Suddenly Chris glanced at me with intensity.

"Remember, you've gotta keep your trap shut on your mother's honor." He said. In my twisted mind I felt like laughing because the very reason we had to move to Castle Rock was because my mother had no honor left.

"Cross my heart." I said. I began to feel a little braver, so I tried to test the waters.

"I had a situation with bullies back in Catholic school. Nobody knows how to bully like a Chicago-bred Catholic girl." I ventured. Vern and Chris looked at me with skepticism.

"I'm serious. One time Mary Kelly brought a lighter to school and started burning the ends of my hair. If I hadn't faked a stomach bug I might have been set on fire." I said. The boys were hardly convinced by the story but I wasn't about to dredge up other, far more painful stories.

"That's girl stuff. Ace and his gang are gonna beat the shit out of us." Vern said. Gordie and Chris sighed.

"Vern..." They said. Apparently I had already learned too much.

"Ace? What's his deal?" I said. Gordie shook his head.

"He's bad news, Marleen. He's a creep." Gordie said. Vern nodded emphatically.

"My brother wasn't half-bad until he made friends with him." Vern said.

"Ace is a motherfucking asshole." Chris said, taking a long drag of his cigarette and staring out into space.

"Good to know, I guess. We should be pretty safe at school, right?" I asked. Chris blinked and shot Gordie and Vern a quick look of dread.

"How old are you, Marlene?" Gordie asked. I chuckled a little, remembering the fact that a 'true lady' is never supposed to reveal her age. My mother would have been scandalized.

"Seventeen and a half." I said.

"You mean you're going to be a senior?" Chris added. I nodded and began to get the impression that I wasn't going to be very safe at school after all.

"Richie and most of the Cobras are seniors. I think Ace dropped out last year." Chris said.

"Is this Richie guy bad news, too?" I asked. Chris nodded in the affirmative without ever looking me in the eye.

"That jackass is his brother." Vern blurted out. Chris glared at Vern for a hot second.

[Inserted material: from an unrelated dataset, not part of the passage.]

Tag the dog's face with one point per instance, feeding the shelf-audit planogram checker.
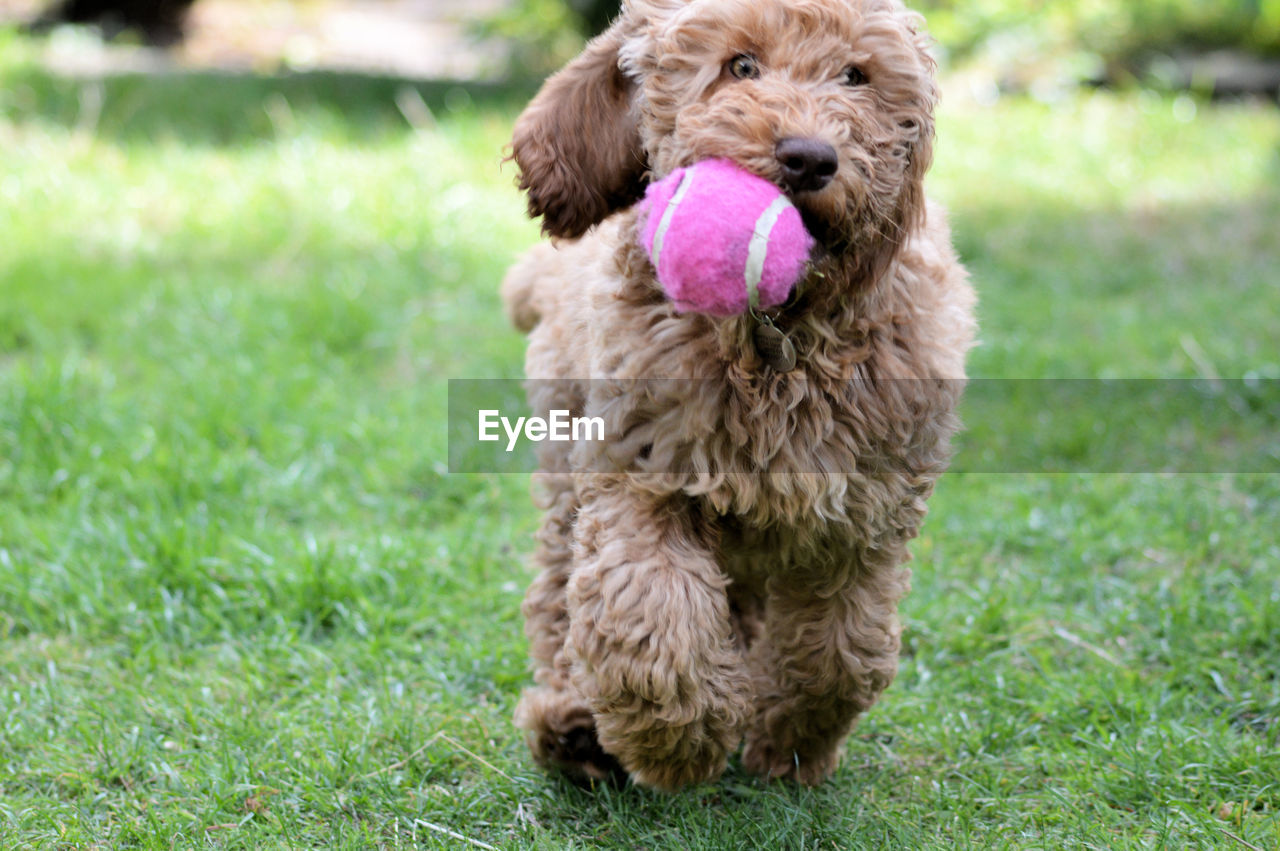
(832, 100)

"Shut up, Vern." Chris and Gordie said in unison. Vern shut his mouth but I could tell he had a lot more he wanted to say.

"I can take care of myself. They have no beef with me. But what about you guys?" I said. It was a loaded question and none of them rushed to answer. It seemed they had resigned themselves to a certain fate and nothing could interfere with that design.

All they had to do now was wait in agony.

"Listen, Marleen. When you leave the clubhouse, you need to forget everything you heard. If something happens to any of us, you just keep going and pretend like you don't know a thing." Chris said.

"Sure, considering I really don't know what's going on..." I mentioned. Chris shook his head.

"No matter what happens, I need you to promise you won't tell anybody anything. It'll just make things worse." Chris said.

Gordie looked at me with a seriousness I hadn't known he possessed. Even Vern looked rather grave and quiet.

"I promise. Scout's honor, pinky swear, stick a needle in my eye and all that." I said. In the back of my mind I began to nurse a quiet hatred for this punk named Ace and the rest of his gang of delinquents. If I ever met him I would probably give him a swift kick in the groin.